Students have unenviable task in hand as examination nears

Meera Srinivasan

Public examination this March will be held under new State Board syllabus Public examination this March will be under new State Board syllabus


  • "Memorise-and-reproduce attitude has crept in"
  • "Students confused by question paper pattern changes"

    CHENNAI : Plus Two students following the new State Board syllabus are all set to take up public examination this March.

    With the new, arguably difficult curriculum on one hand and the pressure of having to score high to get into good engineering colleges on the other, this year's board examinations assume additional significance.

    "Initially, they practised more problems for the sake of TNPCEE. Now that it has been scrapped for students of the State Board, I find more and more students resorting to theory questions. The `memorise and reproduce' attitude has crept in. This might not help them in the long run," says N. Vijayan, correspondent and principal, Zion Matriculation Higher Secondary School.

    Mr. Vijayan, a member of the syllabus framing committee, says the 11th and 12th CBSE portions would help these students fair better in AIEEE.

    "In our school, most students are first generation learners. We have been giving extra coaching to make them more comfortable with the new syllabus which is quite difficult. Students were quite confused due to the frequent changes announced the question paper pattern," says R.Ardhanari, headmaster, S.S.V Higher Secondary School.

    Till last year, for a student who secured full marks in the practical examination (50), it was sufficient to score 20 out of the 150 marks for theory.

    This year, the pass mark for theory paper has been increased to 43.

    Members of the Tamil Nadu Higher Secondary School Headmasters' Association have appealed to the Directorate of Education, requesting them to retain the old norm for the first batch. .

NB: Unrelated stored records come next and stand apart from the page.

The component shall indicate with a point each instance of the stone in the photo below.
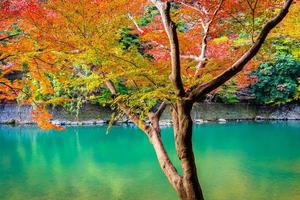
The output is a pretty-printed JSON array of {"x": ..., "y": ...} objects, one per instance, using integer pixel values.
[{"x": 222, "y": 120}]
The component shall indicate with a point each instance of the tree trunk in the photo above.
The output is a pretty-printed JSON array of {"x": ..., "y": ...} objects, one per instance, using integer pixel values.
[{"x": 181, "y": 116}]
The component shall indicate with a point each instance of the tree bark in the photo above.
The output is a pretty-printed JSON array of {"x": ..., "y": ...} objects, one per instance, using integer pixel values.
[{"x": 183, "y": 127}]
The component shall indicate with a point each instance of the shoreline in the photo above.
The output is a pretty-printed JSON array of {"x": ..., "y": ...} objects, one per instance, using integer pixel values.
[{"x": 201, "y": 113}]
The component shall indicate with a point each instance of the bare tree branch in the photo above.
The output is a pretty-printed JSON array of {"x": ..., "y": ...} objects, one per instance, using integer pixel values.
[
  {"x": 201, "y": 90},
  {"x": 135, "y": 23},
  {"x": 170, "y": 28},
  {"x": 153, "y": 134}
]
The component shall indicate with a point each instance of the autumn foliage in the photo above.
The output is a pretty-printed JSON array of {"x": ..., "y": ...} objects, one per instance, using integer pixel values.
[{"x": 68, "y": 49}]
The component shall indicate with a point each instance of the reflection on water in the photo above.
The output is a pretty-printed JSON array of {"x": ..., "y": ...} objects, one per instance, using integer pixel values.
[{"x": 246, "y": 161}]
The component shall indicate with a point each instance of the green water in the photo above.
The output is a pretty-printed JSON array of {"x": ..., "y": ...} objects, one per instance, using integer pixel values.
[{"x": 236, "y": 161}]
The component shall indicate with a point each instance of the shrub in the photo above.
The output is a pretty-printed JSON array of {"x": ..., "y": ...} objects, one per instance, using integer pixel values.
[{"x": 277, "y": 81}]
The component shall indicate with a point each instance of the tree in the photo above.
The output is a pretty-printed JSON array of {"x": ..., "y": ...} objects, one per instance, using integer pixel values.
[
  {"x": 277, "y": 82},
  {"x": 74, "y": 56}
]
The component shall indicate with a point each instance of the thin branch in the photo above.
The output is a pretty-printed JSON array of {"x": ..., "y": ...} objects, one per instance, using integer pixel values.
[
  {"x": 199, "y": 91},
  {"x": 8, "y": 37},
  {"x": 135, "y": 23},
  {"x": 170, "y": 29}
]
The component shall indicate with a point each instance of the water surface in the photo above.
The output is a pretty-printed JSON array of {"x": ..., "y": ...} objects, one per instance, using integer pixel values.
[{"x": 247, "y": 161}]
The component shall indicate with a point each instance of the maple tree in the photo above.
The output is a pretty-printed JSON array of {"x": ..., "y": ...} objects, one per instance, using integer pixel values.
[{"x": 122, "y": 52}]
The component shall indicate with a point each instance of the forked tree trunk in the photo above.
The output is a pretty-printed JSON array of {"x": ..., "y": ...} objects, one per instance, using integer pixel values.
[{"x": 181, "y": 116}]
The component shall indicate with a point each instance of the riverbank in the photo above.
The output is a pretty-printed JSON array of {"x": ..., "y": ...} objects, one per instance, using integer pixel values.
[{"x": 201, "y": 113}]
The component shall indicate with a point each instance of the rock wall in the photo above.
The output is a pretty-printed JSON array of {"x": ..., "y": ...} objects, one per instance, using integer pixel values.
[{"x": 210, "y": 112}]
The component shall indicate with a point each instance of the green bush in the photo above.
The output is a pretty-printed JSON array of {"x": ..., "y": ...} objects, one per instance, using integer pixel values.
[
  {"x": 227, "y": 93},
  {"x": 277, "y": 81}
]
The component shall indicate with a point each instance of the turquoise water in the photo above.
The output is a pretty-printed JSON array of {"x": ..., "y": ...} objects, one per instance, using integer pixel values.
[{"x": 236, "y": 161}]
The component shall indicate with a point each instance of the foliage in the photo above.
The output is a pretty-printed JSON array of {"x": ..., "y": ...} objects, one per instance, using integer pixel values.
[
  {"x": 228, "y": 93},
  {"x": 277, "y": 81},
  {"x": 70, "y": 54}
]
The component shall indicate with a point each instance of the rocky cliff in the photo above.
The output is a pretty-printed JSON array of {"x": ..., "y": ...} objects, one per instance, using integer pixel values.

    Students would benefit only if they give adequate importance to numerical problems as well as theory, says Mr. Vijayan, adding "a student who learns the concepts in the new syllabus well is certainly better equipped than a Class Twelve pass out last year."

    "Irrespective of the question paper pattern, we train students strongly in the fundamentals. We emphasise on concept and application so that they can take up any paper with ease," says Madhumati N, director, Aspire Learning, an institute that trains over 1000 State Board students all over the State.

    Neither simple

    nor difficult

    Certain topics have been declared as `boxed' topics from which students would not be tested in the board examinations.

    "This has made the exam neither simple nor difficult. The objective of changing the syllabus has not been realised," she says. In the city, there are several coaching centres . In the suburbs and rural areas, they have great difficulty as the training in schools seems insufficient," says M. Parthasarathy of Roof Read Educational Academy.

    M.Chandrodayan, a Class Twelve Science student of Santhome Higher secondary School appears confident though he feels the portions are considerably voluminous and tough. "This syllabus will help us compete with our CBSE counterparts in college," he says.

    However, R. Srinath, a Class Twelve Commerce student of Chellammal Vidyalaya says, "Accountancy is quite challenging. Three chapters have been introduced from the CBSE syllabus."

    "It is the scrapping of CET that has denied them of competition, which would have brought out the best in them," says R. Venkatasubramanian, parent of a Class Twelve student.

    More than the syllabus, it is the frequent change in question paper pattern that seems to have confused the students.

    "Had we known the pattern earlier, we could have prepared better," says V.Sunitha, a student. Three blue prints were given for certain subjects, she said.